Limed Shrimp in Wonton Cups

These crisp baked wonton cups are filled with peppery arugula, tangy lime sour cream, and chili-lime shrimp for a fresh, zesty bite. Perfect as elegant appetizers or party canapés, they are light, flavourful, and sure to impress.

5-6 appetizer servings.

Ingredients for the Baked Wonton Cups

15 wonton wrappers (see notes below)
1 1/2 tablespoons olive oil
Salt

Ingredients for the Shrimp

2 teaspoons olive oil
12 large shrimp, peeled and deveined
1 lime
1 teaspoon chili powder
1/4 teaspoon fine sea salt
1/4 teaspoon freshly ground black pepper
1 cup baby arugula leaves

Lime Sour Cream

3 tablespoons sour cream
1 teaspoon fresh lime juice
Pinch salt

Directions

Prepare Wanton Shells

  1. Heat oven to 350 degrees F.
  2. Lightly brush wonton wrappers on both sides with olive oil. Lightly season one side with salt.
  3. Using a mini muffin pan, press the wonton wrappers down into the cups, laying back the corners and pressing the bottoms down to make a defined cup.
  4. Bake until lightly browned, 8 to 10 minutes.
  5. Transfer to a rack and let cool.

Cook Shrimp

  1. Using a microplane, zest the lime.

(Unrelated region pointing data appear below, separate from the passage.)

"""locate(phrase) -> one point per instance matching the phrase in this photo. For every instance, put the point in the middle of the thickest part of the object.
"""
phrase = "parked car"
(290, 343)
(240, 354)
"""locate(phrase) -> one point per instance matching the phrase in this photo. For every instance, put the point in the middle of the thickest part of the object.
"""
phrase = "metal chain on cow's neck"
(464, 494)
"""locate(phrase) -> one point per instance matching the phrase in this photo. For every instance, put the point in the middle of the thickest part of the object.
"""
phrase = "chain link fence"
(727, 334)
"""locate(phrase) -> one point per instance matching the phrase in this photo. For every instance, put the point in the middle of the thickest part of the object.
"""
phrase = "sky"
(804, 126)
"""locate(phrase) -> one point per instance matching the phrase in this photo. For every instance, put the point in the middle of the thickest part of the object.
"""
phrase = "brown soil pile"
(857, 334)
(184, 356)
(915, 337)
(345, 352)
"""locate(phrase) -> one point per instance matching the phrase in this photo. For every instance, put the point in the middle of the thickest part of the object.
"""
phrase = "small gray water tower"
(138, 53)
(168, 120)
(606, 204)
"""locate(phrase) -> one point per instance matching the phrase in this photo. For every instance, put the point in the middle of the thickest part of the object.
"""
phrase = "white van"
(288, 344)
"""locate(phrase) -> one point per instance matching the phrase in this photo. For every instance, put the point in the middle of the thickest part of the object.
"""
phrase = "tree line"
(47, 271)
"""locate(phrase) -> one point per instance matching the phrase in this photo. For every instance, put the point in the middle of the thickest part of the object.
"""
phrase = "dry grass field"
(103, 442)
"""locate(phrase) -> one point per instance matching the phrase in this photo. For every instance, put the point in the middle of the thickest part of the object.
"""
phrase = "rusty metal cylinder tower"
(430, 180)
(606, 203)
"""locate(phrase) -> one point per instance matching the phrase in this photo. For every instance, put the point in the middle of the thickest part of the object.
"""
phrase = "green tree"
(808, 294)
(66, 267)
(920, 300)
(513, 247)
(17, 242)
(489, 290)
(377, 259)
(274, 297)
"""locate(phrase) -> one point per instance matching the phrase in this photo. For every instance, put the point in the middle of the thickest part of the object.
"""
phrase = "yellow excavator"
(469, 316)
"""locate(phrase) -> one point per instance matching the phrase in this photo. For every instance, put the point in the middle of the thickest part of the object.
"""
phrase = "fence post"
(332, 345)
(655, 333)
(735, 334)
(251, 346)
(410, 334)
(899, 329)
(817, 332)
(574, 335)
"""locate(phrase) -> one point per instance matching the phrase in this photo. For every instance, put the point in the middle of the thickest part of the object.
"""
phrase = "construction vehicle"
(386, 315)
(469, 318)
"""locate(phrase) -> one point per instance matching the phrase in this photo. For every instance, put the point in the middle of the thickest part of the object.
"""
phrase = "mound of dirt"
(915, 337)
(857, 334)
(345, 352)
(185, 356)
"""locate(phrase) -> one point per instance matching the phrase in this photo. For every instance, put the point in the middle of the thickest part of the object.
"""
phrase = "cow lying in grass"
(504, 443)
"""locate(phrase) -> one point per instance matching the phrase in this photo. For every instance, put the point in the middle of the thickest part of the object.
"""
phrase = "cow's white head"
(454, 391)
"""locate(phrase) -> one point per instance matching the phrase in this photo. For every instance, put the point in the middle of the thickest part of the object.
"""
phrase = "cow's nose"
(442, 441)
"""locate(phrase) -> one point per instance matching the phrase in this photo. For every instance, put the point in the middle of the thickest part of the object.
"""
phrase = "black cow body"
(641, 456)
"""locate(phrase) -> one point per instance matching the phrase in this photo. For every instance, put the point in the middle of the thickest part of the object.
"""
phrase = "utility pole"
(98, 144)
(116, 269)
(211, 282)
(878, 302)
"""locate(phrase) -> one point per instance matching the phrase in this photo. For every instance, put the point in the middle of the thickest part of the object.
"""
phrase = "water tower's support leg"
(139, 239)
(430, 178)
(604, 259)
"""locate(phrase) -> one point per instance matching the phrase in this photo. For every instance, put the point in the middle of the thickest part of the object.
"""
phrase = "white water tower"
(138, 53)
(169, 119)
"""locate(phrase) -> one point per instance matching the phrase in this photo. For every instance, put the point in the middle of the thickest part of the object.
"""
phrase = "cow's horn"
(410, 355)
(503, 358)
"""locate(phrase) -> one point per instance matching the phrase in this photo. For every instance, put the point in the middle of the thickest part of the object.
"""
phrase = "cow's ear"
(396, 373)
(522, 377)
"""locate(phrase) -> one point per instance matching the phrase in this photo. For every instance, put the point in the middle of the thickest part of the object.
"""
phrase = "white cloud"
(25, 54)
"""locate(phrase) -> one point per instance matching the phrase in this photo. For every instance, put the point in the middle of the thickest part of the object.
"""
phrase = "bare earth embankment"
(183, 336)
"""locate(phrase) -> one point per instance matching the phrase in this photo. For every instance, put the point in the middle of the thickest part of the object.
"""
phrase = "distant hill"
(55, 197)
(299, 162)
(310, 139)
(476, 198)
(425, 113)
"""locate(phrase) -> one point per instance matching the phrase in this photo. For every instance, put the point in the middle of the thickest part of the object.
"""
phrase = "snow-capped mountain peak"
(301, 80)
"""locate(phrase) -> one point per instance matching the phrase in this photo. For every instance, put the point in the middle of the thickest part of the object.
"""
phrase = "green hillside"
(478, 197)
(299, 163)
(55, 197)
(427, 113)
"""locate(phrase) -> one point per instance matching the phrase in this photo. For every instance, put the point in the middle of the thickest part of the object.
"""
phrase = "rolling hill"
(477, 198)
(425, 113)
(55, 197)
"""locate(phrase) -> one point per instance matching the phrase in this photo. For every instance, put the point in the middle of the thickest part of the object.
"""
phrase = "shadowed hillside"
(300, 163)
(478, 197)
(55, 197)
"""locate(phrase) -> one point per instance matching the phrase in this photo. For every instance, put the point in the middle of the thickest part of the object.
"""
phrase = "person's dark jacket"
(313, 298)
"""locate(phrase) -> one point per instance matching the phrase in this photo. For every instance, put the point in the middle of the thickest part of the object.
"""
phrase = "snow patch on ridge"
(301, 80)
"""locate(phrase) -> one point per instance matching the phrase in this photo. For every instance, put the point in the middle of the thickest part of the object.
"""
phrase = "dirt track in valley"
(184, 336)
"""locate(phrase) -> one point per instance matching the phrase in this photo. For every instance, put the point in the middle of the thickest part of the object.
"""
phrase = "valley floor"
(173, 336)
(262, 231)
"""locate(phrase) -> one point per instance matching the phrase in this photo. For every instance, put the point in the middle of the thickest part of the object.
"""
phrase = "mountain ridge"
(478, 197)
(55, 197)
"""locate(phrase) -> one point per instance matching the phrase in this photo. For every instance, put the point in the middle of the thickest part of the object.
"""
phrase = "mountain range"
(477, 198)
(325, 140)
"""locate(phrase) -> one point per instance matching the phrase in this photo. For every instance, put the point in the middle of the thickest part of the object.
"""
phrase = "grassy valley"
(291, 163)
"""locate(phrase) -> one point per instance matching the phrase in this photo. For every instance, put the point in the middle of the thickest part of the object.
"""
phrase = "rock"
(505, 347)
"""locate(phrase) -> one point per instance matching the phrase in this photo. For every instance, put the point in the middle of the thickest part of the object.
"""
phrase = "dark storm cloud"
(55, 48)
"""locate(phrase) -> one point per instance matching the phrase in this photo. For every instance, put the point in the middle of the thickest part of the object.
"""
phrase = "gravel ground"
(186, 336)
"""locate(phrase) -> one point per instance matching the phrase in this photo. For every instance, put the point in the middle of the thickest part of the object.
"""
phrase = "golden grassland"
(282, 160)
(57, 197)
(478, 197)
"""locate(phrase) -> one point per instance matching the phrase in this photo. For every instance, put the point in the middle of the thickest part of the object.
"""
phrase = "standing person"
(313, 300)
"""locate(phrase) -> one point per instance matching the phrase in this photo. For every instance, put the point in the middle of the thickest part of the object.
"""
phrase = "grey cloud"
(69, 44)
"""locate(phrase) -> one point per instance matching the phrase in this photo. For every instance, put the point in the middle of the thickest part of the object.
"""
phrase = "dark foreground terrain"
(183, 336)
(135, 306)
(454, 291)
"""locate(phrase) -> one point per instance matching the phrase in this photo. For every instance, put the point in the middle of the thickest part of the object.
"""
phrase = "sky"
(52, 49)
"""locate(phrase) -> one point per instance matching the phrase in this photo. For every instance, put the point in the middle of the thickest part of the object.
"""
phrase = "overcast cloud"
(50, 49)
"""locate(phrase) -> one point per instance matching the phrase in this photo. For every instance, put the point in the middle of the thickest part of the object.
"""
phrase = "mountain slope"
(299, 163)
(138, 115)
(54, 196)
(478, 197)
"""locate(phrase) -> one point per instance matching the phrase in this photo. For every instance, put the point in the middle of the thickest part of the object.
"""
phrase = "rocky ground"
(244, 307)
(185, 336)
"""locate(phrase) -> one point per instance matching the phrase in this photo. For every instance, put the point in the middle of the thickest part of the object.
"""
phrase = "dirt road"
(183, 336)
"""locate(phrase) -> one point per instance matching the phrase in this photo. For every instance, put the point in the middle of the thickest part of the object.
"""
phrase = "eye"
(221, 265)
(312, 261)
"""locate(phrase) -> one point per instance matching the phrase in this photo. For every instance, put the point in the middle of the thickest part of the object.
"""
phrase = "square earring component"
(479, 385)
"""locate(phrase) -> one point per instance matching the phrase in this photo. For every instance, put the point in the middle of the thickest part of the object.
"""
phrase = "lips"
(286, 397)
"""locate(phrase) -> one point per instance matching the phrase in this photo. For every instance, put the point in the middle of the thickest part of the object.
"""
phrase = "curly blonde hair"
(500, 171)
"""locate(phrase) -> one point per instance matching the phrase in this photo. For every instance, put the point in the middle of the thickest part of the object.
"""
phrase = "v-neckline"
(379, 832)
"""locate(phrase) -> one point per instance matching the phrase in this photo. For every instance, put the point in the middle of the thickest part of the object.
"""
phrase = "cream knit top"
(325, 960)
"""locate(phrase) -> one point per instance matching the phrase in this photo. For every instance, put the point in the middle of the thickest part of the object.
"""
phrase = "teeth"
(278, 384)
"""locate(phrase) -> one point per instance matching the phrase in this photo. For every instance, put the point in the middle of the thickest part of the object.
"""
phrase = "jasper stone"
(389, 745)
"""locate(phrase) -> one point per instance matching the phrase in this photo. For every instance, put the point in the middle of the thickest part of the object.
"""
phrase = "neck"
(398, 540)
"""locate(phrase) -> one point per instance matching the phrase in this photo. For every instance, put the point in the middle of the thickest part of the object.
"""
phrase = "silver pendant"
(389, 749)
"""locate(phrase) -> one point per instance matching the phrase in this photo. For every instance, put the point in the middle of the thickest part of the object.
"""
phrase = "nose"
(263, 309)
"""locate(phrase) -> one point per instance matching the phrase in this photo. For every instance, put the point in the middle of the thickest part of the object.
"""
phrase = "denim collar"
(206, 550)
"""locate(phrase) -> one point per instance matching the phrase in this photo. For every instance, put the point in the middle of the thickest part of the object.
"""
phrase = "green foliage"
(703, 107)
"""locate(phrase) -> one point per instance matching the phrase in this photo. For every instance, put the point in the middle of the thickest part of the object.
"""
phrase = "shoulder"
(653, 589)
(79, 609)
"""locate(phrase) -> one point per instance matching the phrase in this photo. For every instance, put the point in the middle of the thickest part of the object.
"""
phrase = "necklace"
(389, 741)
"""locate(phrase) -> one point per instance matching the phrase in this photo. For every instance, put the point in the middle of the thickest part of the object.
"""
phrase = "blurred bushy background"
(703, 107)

Set the lime aside for serving. 
  2. Add the lime zest to the shrimp along with the olive oil, chili powder, salt, and pepper.
  3. Toss, then arrange on a baking sheet in one layer.
  4. Bake until the shrimp are opaque throughout, 8 to 12 minutes.
  5. Transfer to a rack and let cool.

Make Lime Sour Cream & Finish

  1. In a small bowl, stir the sour cream, lime juice, and a pinch of salt together.
  2. Fill the cooled wonton cups with a few leaves of arugula, a small dollop of lime sour cream, and a chili-lime shrimp.